Building committee meetings at which cuts were to have been voted on have been postponed while the project engineer, Portland-based Harriman Associates, continues to negotiate with the low bidder, PC Construction.

The meetings were originally set for March 21-22, but the building committee is now scheduled to vote on cuts on Tuesday, March 27 and Thursday, March 29. Both sessions, to be held in the high school library, will begin at 5:30 p.m. and run “as late as needed.”

The final project budget will then go to the school board on April 2 and the city council, meeting in a special session, on April 4.

“After that, we’ll send a memoranda of agreement – essentially, the contract – to PC,” said Dan Robbins, Harriman’s senior project manager. Building committee Chairman Ralph Baxter Jr. said the building committee may also meet the weekend of April 1, if necessary, in order to make the agenda for the school board and council meetings. As long as those latter votes happen on time, he said, construction on the 33-month project can still being as planned in mid April.

The rebuild was budgeted at $47.3 million, including a $41.5 million bond agreed to by voters in November. Administration, engineering and other costs left $39.26 million for actual construction, but PC’s bid, the lowest of four opened February 23, was $43.24 million. That’s left school officials scrambling ever since to bridge the gap.

According to Harriman architect Dan Cecil, his firm has worked with PC reps from both its Portland branch and its South Burlington, Vt. home office to hammer out a list of “more than 200” cost-savings ideas. However, Robbins told building committee members Thursday evening that marathon talks have yet to narrow in on dollar amounts for many proposals, leaving them with nothing concrete to vote on.

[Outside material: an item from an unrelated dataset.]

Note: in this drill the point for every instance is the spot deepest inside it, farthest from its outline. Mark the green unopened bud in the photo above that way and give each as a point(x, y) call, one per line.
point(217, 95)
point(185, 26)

“The information, is just not there,” Baxter told the group. “I understand, I’m frustrated, too, but they’re working doing their thing and we’ve just got to be patient.”

“PC is keeping things close to the heart because of their sub-contractor bids,” explained Robbins. “Keep in mind, you do not have a contract with these guys yet and if their numbers get out on the street it could cause problems.”